Theater Ahoy

ATC's 'Pirates' works due to fine performances and decent direction, but the music is, at times, reprehensible

Arizona Theatre Company's rollicking production of The Pirates of Penzance is sure to annoy hard-core Savoyards, those fundamentalist fans who believe Gilbert and Sullivan operettas should be performed exactly as they were during the 1870s and '80s at London's Savoy Theatre.

This transgression is to a great extent a good thing. Stage directors who reverently reproduce every original flick of the wrist as it was in the beginning and will be to the end, amen, aren't presenting a living stage show; they're dumping into our laps a pile of yellowed lace doilies, quaint but useless.

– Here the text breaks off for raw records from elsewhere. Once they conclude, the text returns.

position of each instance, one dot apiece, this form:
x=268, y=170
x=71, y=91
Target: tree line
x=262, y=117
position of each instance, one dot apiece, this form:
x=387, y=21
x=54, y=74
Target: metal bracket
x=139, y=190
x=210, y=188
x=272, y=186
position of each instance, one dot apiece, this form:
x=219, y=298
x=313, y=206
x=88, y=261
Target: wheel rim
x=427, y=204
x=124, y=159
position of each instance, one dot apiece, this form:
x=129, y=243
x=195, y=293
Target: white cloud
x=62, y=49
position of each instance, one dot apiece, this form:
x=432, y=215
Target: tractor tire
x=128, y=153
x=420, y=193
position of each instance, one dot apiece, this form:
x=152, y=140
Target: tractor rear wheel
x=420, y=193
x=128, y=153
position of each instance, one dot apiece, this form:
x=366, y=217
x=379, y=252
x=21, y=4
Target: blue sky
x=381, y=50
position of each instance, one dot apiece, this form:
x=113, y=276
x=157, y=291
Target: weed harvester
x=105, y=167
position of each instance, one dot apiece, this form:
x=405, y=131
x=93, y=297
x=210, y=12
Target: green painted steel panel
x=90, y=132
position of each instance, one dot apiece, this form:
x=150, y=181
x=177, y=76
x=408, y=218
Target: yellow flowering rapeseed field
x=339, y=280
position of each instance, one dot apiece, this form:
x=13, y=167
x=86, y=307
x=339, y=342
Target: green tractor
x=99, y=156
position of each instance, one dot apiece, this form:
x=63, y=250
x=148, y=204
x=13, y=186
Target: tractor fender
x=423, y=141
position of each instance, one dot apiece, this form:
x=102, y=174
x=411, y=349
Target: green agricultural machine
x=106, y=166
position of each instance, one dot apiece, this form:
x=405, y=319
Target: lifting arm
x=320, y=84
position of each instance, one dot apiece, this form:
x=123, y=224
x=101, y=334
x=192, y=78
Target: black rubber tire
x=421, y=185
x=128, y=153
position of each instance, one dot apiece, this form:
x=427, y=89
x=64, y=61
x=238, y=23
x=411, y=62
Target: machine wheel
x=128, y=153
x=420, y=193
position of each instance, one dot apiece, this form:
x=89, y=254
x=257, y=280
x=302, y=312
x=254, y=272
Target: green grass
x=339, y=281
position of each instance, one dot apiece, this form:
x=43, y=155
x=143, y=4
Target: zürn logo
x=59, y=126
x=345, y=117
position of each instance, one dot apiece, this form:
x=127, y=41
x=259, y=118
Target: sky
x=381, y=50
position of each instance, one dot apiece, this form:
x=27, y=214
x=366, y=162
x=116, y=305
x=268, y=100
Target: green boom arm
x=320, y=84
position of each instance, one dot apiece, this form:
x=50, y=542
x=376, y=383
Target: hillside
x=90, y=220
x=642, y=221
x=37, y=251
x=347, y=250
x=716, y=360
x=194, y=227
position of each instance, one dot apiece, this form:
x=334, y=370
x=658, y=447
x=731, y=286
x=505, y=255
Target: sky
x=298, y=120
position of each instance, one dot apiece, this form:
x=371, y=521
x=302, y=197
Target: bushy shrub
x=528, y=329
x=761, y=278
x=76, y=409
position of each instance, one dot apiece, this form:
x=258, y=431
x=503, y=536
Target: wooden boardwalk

Not so at Arizona Theatre Company, even if there are moments when director David Ira Goldstein and arranger Andrew Cooke seem not to trust the material to hold up under modern scrutiny. A few times, they press their revisions just beyond the point of optimum effect. Goldstein has a habit of this in comedy, but this time, none of his tricks fall flat after trying way too hard.

As for Cooke, his job was to reduce Arthur Sullivan's full orchestration to accommodate a nine-piece pit band, and for the most part, he has done well. But compare his work to Ken LaFave's arrangement of H.M.S. Pinafore for ATC four years ago. LaFave worked very carefully within a Victorian aesthetic with great success, whereas Cooke takes greater liberties. Some of them succeed spectacularly through understatement, such as turning the Act 2 duet for the hero and heroine into a mock-18th-century number with harpsichord and cello accompaniment. But a few choices are utterly reprehensible, most sickeningly the way he spoils "Is There Not One Maiden Breast" with a sappy cymbal roll at the climax of every phrase. This was a horrid cliché already 20 years ago, shortly after it became a stock effect in pop music and film scoring, and by now, it's an inexcusably trashy way to add glitzy wonder to a song. Stop it immediately.

I praise the 18th-century bit not because I happen to be a classical-music snob; that's beside the point. It works because it plays up Sullivan's own musical inclinations. Throughout Pirates, he takes great care to poke fun at the conventions of Italian opera. (The chorus "With Catlike Tread," later reworked as "Hail, Hail, the Gang's All Here," is a direct parody of Verdi's "Anvil Chorus".) Yet at the same time, Sullivan seems to want more than anything to write an authentic Italian opera, more along the lines of the agile Donizetti than the beefy Verdi. The young heroine, Mabel, must be sung by a top-notch colortura soprano, and much of the music swirling around her would be perfectly appropriate for The Elixir of Love or Don Pasquale.

And, yes, Mabel is sung here by a top-notch coloratura soprano, but first a word about the plot. The Pirates of Penzance are a minimally successful band of brigands; their sense of honor prevents them from attacking ships weaker than their own, and any prisoner can win immediate compassionate release by claiming to be an orphan. Young Frederic has been apprenticed to the pirates since childhood. (It was a mistake; he was supposed to have been sent to a pilot. ) Now he's 21 and about to be released to the wider world, where his sense of duty drives him to vow to eradicate the pirates from the English seas, however fond he has become of them. Furthermore, for the first time, he discovers the delights of pretty young women, and falls for Mabel, the daughter of the pompous Major General Stanley. How this all plays out is of absolutely no importance to one's enjoyment of the show; indeed, the conclusion of each act is incomprehensible, but who cares?

Now, back to Mabel. She's portrayed by the marvelous Morgan James, whose voice is both light and athletic, like a gymnast, and who cuts a fine figure as an ardent yet proper young Victorian lady. Michael Gillis makes smart work of the role of Frederic, boyish and earnest yet sensible and even a bit sly. Wendy Lehr brings her usual, welcome rubbery physicality to the role of Ruth, Frederic's love-struck nursemaid. On the subject of rubbery bodies, David Villella does wondrous work as the sergeant of a band of policemen; Patricia Wilcox's antic choreography for him and his fellows was clearly inspired by the Keystone Kops.

Timothy McCuen Piggee is spectacularly right as the Pirate King, a virile fop with a resonant voice. (And, thankfully, he never walks the plank into an impersonation of Johnny Depp in Pirates of the Caribbean, although he looks as if he could at any moment.) The show's big scene-stealer is Gary Briggle as Major General Stanley, who flies with ease through his treacherous patter song, "I Am the Very Model of a Modern Major General." (The title barely hints at the tongue-twisters to come.)

Bill Forrester's pseudo-Romantic sets, Lindsay W. Davis' frilly but not ridiculous costumes and John McLain's adept lighting all combine whimsy with sensible craft, and keep the show centered in something approaching reality. In Pirates of Penzance, the approach is just close enough.